I have a new student. Edward (named after the character in Rosemary Wells’ Edward the Unready) was in my room after I came back from lunch. Miss Nelson helped his mother fill out paperwork while I sat with Edward and his puzzle.
He was calm, and seemed to feel comfortable, even though tomorrow will be his first day of school ever. He liked the puzzle, but apart from putting two pieces together here and there, really couldn’t figure it out. He put a corner piece in the wrong place, and I said, “Edward, you know what? This kind of looks like a corner piece. I think it might fit in this corner right here.”
He shook his head. “Goes right here,” and he pointed, to two pieces that definitely did not fit together.

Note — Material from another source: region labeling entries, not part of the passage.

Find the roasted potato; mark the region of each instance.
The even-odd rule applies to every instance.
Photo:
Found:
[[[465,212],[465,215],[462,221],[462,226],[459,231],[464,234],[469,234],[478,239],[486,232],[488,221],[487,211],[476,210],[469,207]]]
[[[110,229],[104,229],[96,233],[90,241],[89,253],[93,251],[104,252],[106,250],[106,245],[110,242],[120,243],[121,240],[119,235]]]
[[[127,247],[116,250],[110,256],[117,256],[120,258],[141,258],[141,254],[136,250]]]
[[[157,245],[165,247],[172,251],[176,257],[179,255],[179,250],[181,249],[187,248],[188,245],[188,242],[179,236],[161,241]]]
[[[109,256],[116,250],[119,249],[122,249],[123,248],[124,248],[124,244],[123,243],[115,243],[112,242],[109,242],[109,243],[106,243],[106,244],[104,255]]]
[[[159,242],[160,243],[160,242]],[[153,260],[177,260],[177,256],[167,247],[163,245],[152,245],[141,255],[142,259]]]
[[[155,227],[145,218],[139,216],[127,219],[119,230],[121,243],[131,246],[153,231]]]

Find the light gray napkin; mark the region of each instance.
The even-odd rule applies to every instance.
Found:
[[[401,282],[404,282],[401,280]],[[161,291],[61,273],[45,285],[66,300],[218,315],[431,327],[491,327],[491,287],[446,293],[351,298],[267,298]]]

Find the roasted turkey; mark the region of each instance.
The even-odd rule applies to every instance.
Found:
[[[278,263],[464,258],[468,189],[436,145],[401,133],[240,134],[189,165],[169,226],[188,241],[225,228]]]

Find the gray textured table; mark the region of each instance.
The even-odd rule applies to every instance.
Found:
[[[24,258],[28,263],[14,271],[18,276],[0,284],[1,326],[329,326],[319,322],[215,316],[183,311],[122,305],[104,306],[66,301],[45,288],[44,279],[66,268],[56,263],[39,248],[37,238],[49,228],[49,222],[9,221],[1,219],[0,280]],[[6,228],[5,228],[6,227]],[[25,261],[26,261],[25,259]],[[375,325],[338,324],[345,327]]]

I tried again, and failed again, so I watched him. The puzzle was a sensory experience for him, it seemed, not a logical experience. When he was done he pointed to the toys on the shelf, and with my help, got out some unifix cubes. While he played with cubes I put the puzzle together. When I was done, he looked at it, amazed.
Miss Nelson told his mother about our walking field trip to the library for storytime tomorrow, and asked her to talk to Edward about it again tonight, so that he’d be prepared.
When it was time to leave, Edward said something unintelligible to Miss Nelson. His mother came over to listen, and she translated: “He wants to go to the library.”
Miss Nelson and his mother explained that the library trip is tomorrow, and he just stood there, with tears streaming down his face. His mother said to me, shaking her head, “I knew this was going to happen. He never wants to leave.”
So tomorrow, Edward starts in our class. He can’t do puzzles, and has trouble with transitions, but he has a sweet face. We’ll see how it goes.